I got my first visit to Haven itself today since we're now safe to move from the fallback camps to our home. The end of the world has been going on for several years now. That's good since it's the only thing that could have prepared me for what I saw.
Haven isn't destroyed, not really. Were the place a pile of rubble I would have taken it better. The walls will take a lot of work to fix, pocked with small craters all over and totally destroyed in sections. The buffer is a huge tangled mass of broken posts and cable, which is actually a good thing. Zombies get caught up in it and have a harder time getting into Haven itself. Still going to be a hard time clearing them all out until the repairs are done, but it's something.
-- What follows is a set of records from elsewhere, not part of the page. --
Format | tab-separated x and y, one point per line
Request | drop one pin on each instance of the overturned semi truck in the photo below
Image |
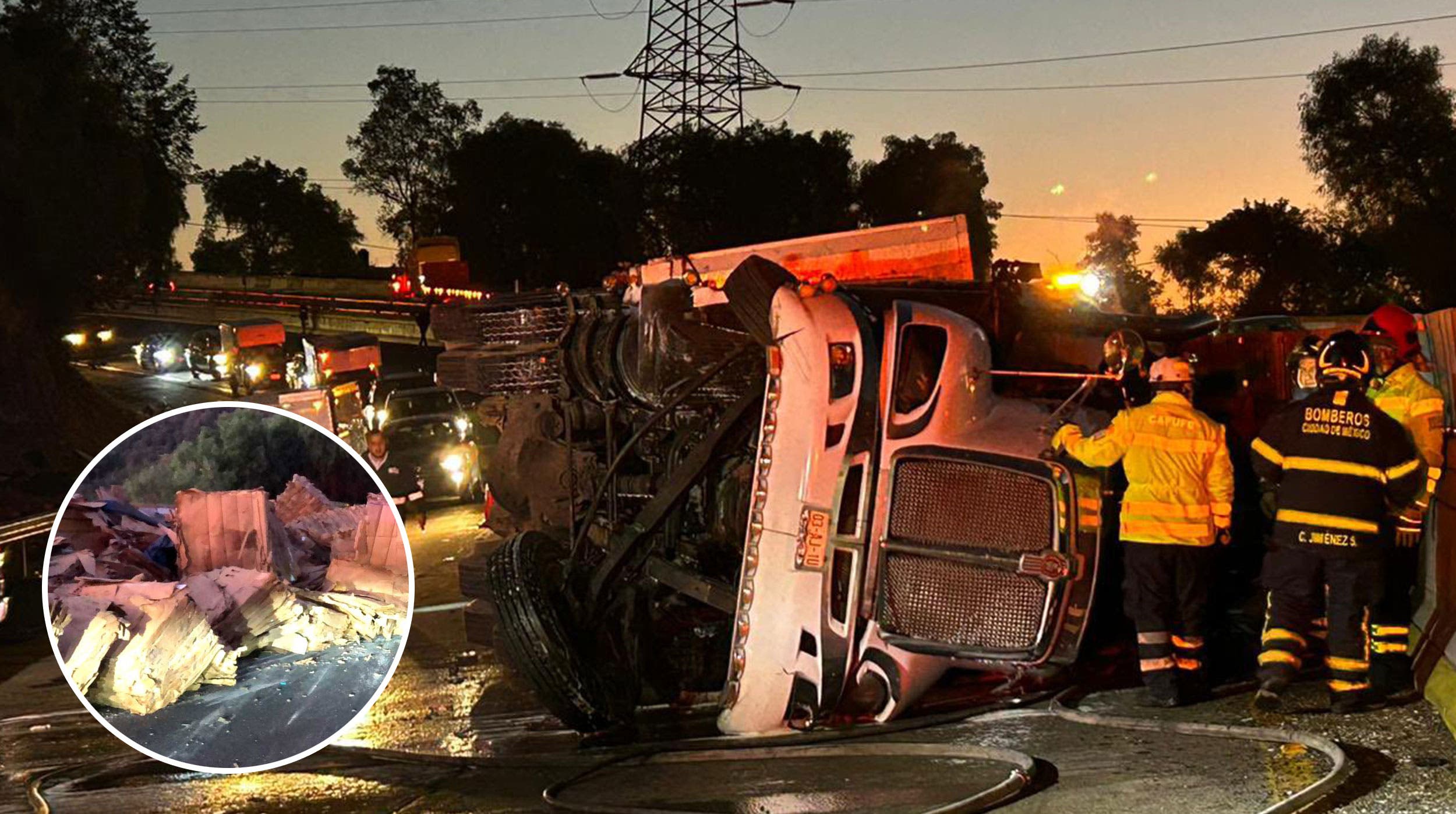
807	496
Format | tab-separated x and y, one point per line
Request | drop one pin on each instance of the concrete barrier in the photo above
388	327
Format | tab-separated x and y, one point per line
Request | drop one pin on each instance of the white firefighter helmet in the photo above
1171	370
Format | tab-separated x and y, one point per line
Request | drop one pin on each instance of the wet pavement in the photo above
456	731
281	705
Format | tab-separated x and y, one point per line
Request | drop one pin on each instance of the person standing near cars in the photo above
1335	465
401	480
1178	504
1404	395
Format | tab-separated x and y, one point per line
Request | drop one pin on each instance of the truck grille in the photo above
962	605
966	504
499	374
959	504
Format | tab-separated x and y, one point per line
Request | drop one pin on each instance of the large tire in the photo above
538	640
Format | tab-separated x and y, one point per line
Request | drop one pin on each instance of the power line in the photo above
372	101
1128	51
357	27
283	8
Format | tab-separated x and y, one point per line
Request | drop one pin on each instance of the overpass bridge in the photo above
335	306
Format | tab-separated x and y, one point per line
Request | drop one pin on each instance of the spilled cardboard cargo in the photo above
149	606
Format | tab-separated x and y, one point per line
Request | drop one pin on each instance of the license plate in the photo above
813	539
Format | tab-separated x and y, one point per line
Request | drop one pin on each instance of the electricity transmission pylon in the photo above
694	69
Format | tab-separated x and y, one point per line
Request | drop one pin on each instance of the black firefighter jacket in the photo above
1340	466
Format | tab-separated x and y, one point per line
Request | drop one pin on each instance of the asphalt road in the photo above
458	731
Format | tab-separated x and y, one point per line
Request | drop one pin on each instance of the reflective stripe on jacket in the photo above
1420	408
1180	481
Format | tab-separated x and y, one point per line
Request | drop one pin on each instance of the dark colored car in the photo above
92	342
203	351
386	385
449	462
161	353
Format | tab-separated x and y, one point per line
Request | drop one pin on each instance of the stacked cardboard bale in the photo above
146	609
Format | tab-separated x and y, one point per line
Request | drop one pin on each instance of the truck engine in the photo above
798	500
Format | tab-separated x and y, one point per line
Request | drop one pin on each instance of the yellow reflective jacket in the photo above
1420	408
1180	481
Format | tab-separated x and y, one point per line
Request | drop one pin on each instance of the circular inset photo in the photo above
229	588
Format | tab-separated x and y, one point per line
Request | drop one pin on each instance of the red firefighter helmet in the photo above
1397	327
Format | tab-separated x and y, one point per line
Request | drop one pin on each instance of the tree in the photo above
1379	129
246	449
92	127
532	203
402	149
1113	252
95	152
1263	260
919	178
281	222
702	190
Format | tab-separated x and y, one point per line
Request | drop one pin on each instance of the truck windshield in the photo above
432	431
402	405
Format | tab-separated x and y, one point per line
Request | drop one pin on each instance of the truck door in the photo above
982	554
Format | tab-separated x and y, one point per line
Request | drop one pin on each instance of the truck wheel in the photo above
525	586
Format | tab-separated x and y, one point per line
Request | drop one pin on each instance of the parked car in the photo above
91	341
204	353
386	385
430	427
161	353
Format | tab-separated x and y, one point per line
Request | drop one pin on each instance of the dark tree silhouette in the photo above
936	176
532	203
275	222
702	190
402	149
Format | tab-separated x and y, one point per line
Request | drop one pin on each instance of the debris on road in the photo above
150	606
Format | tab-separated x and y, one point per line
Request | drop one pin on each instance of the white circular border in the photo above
56	650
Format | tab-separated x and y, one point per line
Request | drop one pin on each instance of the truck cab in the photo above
252	354
337	359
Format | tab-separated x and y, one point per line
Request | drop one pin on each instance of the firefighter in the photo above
1303	377
1178	504
401	478
1402	394
1335	463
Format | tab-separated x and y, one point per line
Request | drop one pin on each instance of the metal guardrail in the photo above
18	532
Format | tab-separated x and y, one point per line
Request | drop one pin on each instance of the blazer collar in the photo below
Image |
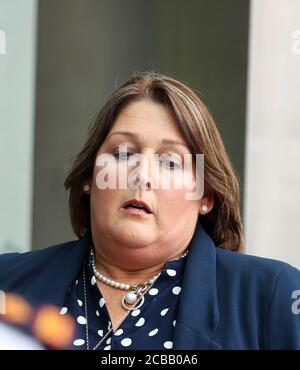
198	312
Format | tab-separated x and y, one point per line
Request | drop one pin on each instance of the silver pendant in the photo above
132	298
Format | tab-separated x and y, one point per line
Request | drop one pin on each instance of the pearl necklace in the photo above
132	300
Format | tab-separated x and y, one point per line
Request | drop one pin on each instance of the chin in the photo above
135	235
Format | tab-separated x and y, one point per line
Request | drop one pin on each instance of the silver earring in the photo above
204	208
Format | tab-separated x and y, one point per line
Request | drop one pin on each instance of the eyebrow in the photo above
164	141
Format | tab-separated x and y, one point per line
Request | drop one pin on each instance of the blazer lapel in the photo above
198	312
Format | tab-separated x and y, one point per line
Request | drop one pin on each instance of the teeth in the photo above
137	206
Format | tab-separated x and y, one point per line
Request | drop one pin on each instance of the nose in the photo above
140	177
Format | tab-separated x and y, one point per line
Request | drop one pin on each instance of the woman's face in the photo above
143	127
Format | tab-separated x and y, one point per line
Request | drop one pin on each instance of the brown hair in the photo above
223	223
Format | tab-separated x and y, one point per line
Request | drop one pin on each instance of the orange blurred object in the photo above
17	310
52	328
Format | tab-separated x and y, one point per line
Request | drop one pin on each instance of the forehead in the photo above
147	117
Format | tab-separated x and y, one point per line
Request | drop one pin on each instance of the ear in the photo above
206	203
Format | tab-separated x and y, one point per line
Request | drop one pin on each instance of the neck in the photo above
122	275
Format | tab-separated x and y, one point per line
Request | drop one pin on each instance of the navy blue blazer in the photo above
228	300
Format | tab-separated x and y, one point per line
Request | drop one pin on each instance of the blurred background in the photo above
60	59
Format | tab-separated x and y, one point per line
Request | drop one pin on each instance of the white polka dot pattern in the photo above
149	327
126	342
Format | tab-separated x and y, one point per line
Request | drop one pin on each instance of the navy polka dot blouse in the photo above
149	327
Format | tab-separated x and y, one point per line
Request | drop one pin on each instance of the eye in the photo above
173	162
122	154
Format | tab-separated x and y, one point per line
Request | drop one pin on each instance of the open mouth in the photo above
137	207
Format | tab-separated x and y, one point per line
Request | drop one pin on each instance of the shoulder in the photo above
256	270
22	266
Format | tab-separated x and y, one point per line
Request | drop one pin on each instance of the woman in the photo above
156	268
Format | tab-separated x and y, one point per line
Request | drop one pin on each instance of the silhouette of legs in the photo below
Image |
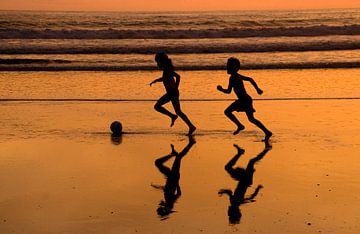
159	107
176	105
252	119
228	112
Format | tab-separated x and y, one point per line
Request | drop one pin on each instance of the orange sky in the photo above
178	5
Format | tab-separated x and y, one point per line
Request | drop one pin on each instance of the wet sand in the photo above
62	173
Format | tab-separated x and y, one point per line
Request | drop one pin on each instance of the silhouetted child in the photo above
172	91
244	102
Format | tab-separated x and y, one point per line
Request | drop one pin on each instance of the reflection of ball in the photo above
116	128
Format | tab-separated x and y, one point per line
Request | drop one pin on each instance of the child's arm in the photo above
252	81
228	90
156	80
177	79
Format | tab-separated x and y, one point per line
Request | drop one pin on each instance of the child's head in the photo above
163	61
233	65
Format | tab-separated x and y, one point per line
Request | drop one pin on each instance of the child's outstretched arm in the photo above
177	79
156	80
228	90
252	81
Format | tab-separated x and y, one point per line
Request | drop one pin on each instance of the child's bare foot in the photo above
267	136
240	150
241	127
173	120
191	130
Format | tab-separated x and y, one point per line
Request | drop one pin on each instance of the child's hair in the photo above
233	63
164	60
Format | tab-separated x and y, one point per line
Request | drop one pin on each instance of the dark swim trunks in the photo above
243	104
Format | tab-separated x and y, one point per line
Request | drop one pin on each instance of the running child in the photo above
171	81
244	102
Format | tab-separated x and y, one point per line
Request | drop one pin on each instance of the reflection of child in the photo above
172	91
244	102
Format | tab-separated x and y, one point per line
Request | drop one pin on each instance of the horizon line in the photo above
180	11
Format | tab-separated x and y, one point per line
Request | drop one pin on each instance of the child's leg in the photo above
228	112
176	105
159	107
252	119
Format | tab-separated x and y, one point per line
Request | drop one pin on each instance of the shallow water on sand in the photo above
61	171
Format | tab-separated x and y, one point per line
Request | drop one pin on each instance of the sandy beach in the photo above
61	172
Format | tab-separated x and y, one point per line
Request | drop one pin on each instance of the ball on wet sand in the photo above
116	128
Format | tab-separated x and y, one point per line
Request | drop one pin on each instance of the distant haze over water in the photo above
198	40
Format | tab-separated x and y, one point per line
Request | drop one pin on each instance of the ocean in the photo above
124	41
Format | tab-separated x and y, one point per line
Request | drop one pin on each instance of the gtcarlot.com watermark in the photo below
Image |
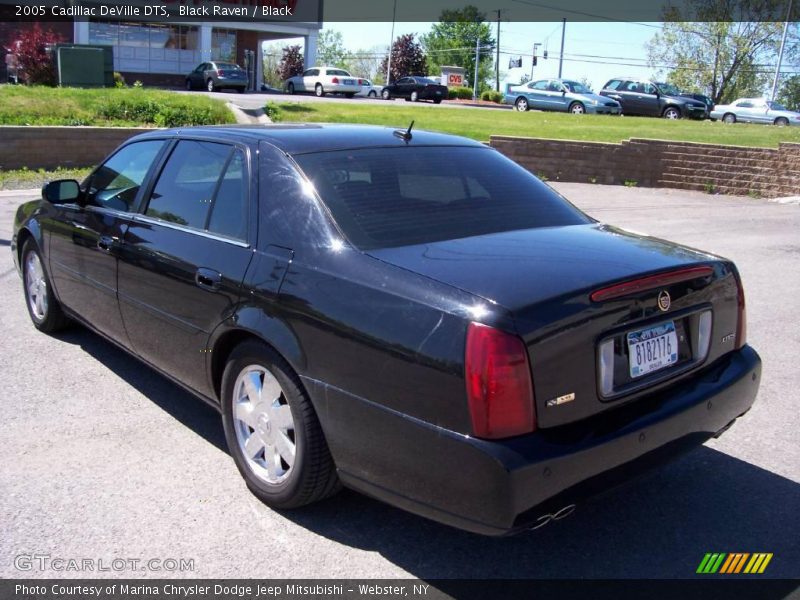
62	564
Most of the homes are standing but riddled with bullets. I feel their pain on that front. West--the section made up of shipping containers--is virtually untouched. No one knows why, really, since that was the side the UAS attacked from. I chalk it up to one of those weird things in life, like finding a straw jammed through a piece of wood after a tornado, right next to a perfectly healthy baby sleeping in their stroller.
My own home was in pretty good shape, all things considered. Not right at the edge, its proximity to West must have been enough to shield it from the worst of the attack. My roof has certainly seen better days and the crops in our yard are dead or dying, but the house itself didn't take serious damage. Mostly cosmetic stuff. Thank baby Jesus for the person who decided every house in this neighborhood should be brick.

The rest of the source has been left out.